The 30 point EPDS is the most commonly used PND screen (Boyd, Le & Somberg, 2005). Questions were modified to the past tense and participants were requested to reflect back on the first year after each of their births. An EPDS score for each birth was calculated and was used as a continuous measure of PND severity at a given birth. The EPDS was also used to determine a categorical measure of PND incidence after each birth by using a cut-off score of 12 (PND No/PND Yes), where 12 or above indicated PND had occurred (this methodology is very similar to that employed by Meltzer-Brody et al., 2013).
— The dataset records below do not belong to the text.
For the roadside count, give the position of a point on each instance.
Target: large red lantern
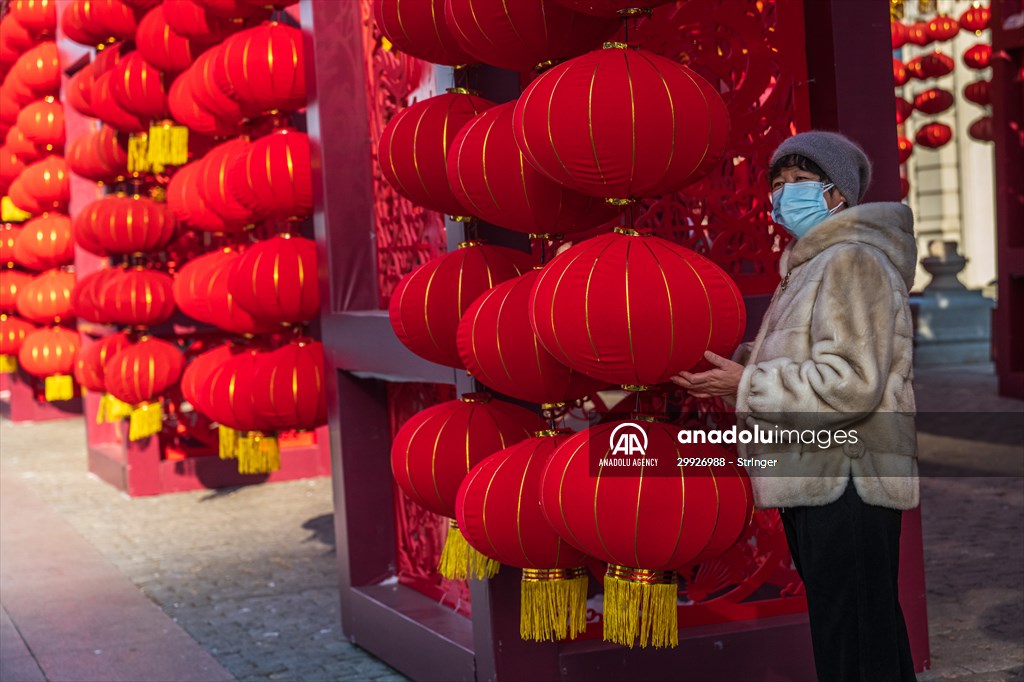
(272, 179)
(428, 303)
(264, 68)
(433, 452)
(418, 29)
(580, 124)
(42, 123)
(276, 281)
(46, 298)
(45, 242)
(499, 348)
(491, 177)
(137, 376)
(499, 512)
(934, 135)
(644, 531)
(137, 297)
(414, 146)
(524, 35)
(635, 310)
(978, 56)
(933, 100)
(49, 353)
(290, 386)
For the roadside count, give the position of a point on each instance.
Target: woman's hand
(722, 381)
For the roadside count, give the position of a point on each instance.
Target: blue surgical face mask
(801, 206)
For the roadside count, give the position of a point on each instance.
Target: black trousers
(847, 554)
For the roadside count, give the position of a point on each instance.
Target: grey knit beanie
(841, 159)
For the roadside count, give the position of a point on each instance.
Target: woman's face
(794, 174)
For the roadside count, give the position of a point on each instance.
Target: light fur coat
(837, 341)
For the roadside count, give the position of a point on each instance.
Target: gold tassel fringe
(460, 561)
(58, 387)
(640, 604)
(145, 420)
(8, 364)
(553, 603)
(258, 453)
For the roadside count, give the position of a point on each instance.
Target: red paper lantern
(576, 125)
(418, 29)
(934, 135)
(163, 46)
(42, 123)
(433, 451)
(137, 297)
(982, 129)
(634, 309)
(276, 281)
(46, 298)
(976, 18)
(942, 28)
(979, 92)
(978, 56)
(905, 147)
(491, 177)
(272, 179)
(933, 100)
(428, 303)
(45, 242)
(290, 386)
(499, 348)
(524, 35)
(414, 146)
(11, 282)
(264, 69)
(91, 360)
(903, 110)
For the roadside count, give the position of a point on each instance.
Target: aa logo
(628, 439)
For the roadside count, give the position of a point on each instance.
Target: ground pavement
(245, 580)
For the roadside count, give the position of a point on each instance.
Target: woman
(834, 352)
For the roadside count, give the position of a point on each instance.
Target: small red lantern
(942, 28)
(634, 309)
(933, 100)
(290, 386)
(978, 56)
(624, 151)
(49, 353)
(491, 177)
(980, 92)
(418, 29)
(137, 297)
(433, 452)
(137, 376)
(499, 512)
(276, 281)
(934, 135)
(414, 146)
(499, 348)
(428, 303)
(42, 123)
(45, 242)
(976, 18)
(521, 36)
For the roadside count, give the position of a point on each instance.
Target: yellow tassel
(8, 364)
(553, 603)
(640, 604)
(460, 561)
(228, 442)
(58, 387)
(258, 453)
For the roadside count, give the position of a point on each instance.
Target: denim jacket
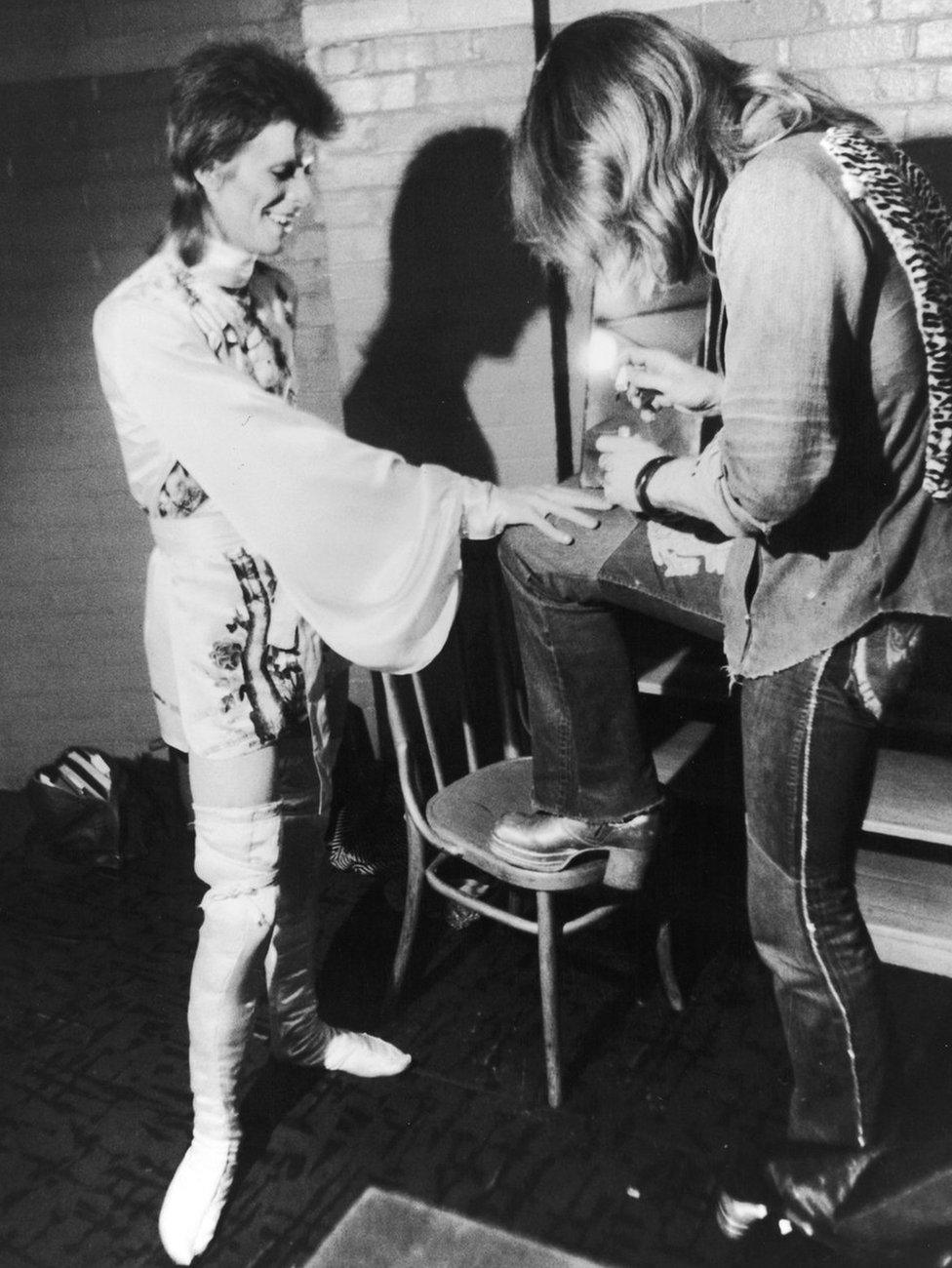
(824, 410)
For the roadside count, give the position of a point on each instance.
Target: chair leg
(548, 981)
(665, 967)
(411, 913)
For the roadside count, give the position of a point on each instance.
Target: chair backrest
(460, 713)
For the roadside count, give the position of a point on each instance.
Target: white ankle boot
(236, 854)
(298, 1034)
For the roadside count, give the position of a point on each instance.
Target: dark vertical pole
(558, 302)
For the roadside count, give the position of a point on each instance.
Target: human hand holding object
(653, 378)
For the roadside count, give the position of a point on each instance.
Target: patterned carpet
(94, 1107)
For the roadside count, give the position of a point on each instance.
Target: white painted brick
(930, 121)
(337, 61)
(464, 84)
(857, 47)
(352, 20)
(934, 39)
(906, 83)
(851, 13)
(376, 93)
(906, 11)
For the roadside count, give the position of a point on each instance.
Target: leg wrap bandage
(236, 854)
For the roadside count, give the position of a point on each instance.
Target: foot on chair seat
(364, 1055)
(551, 842)
(194, 1200)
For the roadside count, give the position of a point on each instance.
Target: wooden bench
(904, 878)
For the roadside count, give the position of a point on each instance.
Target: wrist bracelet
(642, 499)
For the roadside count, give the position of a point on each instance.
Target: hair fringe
(631, 131)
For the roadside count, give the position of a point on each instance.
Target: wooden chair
(452, 815)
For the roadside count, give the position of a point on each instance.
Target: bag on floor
(76, 806)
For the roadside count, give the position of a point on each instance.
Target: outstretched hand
(667, 379)
(533, 503)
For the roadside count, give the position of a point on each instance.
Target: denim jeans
(809, 738)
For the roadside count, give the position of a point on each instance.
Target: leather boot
(550, 842)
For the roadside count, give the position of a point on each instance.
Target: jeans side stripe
(804, 905)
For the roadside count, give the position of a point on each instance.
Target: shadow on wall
(460, 288)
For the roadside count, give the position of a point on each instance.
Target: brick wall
(83, 189)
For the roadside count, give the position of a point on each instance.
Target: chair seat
(464, 812)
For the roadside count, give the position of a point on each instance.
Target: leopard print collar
(917, 226)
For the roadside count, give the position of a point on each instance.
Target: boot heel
(735, 1216)
(625, 867)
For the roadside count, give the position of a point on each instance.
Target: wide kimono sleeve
(365, 544)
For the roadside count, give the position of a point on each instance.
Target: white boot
(298, 1034)
(236, 854)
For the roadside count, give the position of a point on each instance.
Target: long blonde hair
(630, 134)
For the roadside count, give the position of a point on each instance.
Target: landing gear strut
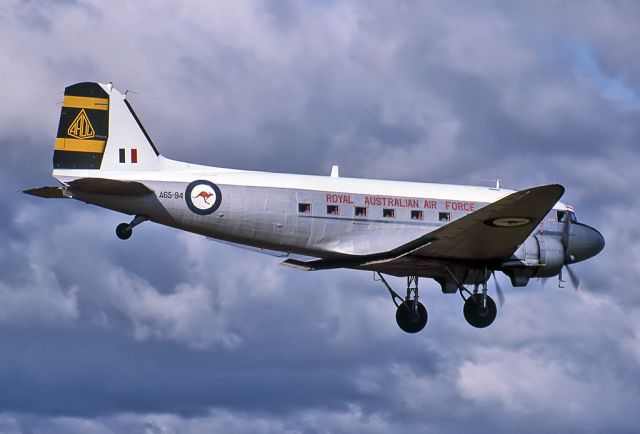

The PND severity score was employed in the regression analysis to avoid issues potentially stemming from the choice of cut-off in either the EPDS or BPDS. For a more expansive discussion and justification of this methodology see Myers, Burger & Johns (2016). In analyses requiring a categorical measure of PND incidence we employ a combined measure in which PND is deemed to have occurred if an actual diagnosis was received, or a birth met the criteria for PND on both the EPDS and BPDS categorical screening measures.
Mother–child relationship quality
Mother–child relationship quality was determined by the Positive Affect Index (PAI) (Bengtson & Schrader, 1982) which measures subjective relationship solidarity. The index is made of two parts assessing a mother’s feelings towards her child and her perception of her child’s feelings about her. Subjective solidarity is measured along five dimensions of affect: (1) understanding, (2) fairness, (3) trust, (4) respect, and (5) affection. Degree of solidarity was rated on a Likert scale of 1 (not well) to 5 (extremely well) following Birditt, Rott & Fingerman (2009); the index then provides three continuous measures: a score out of 25 for feelings towards, a score out of 25 for perceptions about, and a combined measure of overall mother–child relationship quality scored out of 50 which was used in the analysis. Where multiple children were born at the same birth event, mothers reported average relationship quality between her and the children from the birth (N = 10 twins).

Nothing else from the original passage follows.